Sur le fond, ce texte affaiblit le droit du travail en ce qu'il permet à un employeur de multiplier le recours aux CDD hors de toute contrainte. Il permet également de déroger au nombre maximal de vacations dans plusieurs missions publiques. Y avait-il urgence à affaiblir le droit du travail ? Je ne le crois pas. Tous nos voisins européens font d'ailleurs l'inverse et sécurisent les emplois de leurs ressortissants.

Ce texte habilite aussi le Gouvernement à piocher dans le Fonds de réserve des retraites, constitué par le gouvernement Jospin pour faire face au choc démographique lié à l'accession à la retraite des baby-boomers. Cet affaiblissement de notre système de protection sociale est particulièrement choquant.

Par ailleurs, ce texte étend la réforme de la justice au-delà de ce qui était prévu, sans que le Parlement n'ait pu consulter ni auditionner les acteurs concernés.

Enfin, l'article 3 de ce projet de loi autorise l'État à faire main basse sur les trésoreries d'organismes publics ou privés chargés d'une mission de service public. Cela concerne les réserves des caisses de retraites, des mutuelles, des agences de gestion de l'eau, ou encore les trésoreries d'associations chargées de missions de service public. Cette mesure pourrait bien menacer la survie économique de plusieurs structures, mais vous n'en avez cure.

Certaines dispositions sont certainement justifiées par l'urgence, et nous le reconnaissons – je pense notamment à la question du droit à la retraite pour les personnes se trouvant en situation d'activité partielle. Elles sont cependant noyées dans un ensemble de mesures incohérentes qui ne relèvent d'aucune urgence. Cela discrédite totalement le bien-fondé de ce texte et, par là même, l'action de ce Gouvernement. Comment, dès lors, obtenir la confiance des Français et de la représentation nationale ?

S'il est une urgence dans le pays, c'est bien la gratuité des masques pour tous les Français, riches ou pauvres. Or plusieurs amendements du groupe Socialistes et apparentés allant dans ce sens ont été rejetés par votre majorité. Autre urgence : la suppression des frais bancaires pour les familles modestes pendant la crise. Le groupe socialiste au Sénat avait fait adopter cette disposition, mais vous l'avez supprimée. Il y a urgence aussi à allonger à quatorze semaines le délai pour recourir à une IVG. Il y a urgence encore à voter un accroissement des moyens financiers pour l'hôpital public, les EHPAD et surtout les services d'aide à domicile, qui se trouvent en très grande difficulté.

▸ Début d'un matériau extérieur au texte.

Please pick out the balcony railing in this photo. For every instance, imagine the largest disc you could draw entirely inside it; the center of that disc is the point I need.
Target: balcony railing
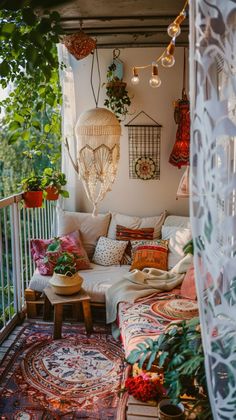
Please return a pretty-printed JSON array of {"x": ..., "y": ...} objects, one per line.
[{"x": 17, "y": 226}]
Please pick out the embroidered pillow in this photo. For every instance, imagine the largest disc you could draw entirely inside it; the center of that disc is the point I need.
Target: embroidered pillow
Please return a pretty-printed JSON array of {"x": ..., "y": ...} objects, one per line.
[
  {"x": 46, "y": 261},
  {"x": 109, "y": 251},
  {"x": 126, "y": 234},
  {"x": 150, "y": 254}
]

Vous le savez, les urgences ne manquent pas. Tâchez de vous intéresser aux véritables urgences pour répondre à la crise et vous aurez un pays tout entier à vos côtés. Continuez d'utiliser la crise sanitaire pour nous faire voter des inepties et des mesures de régression sociale et vous aurez la colère et la défiance. Le choix vous appartient.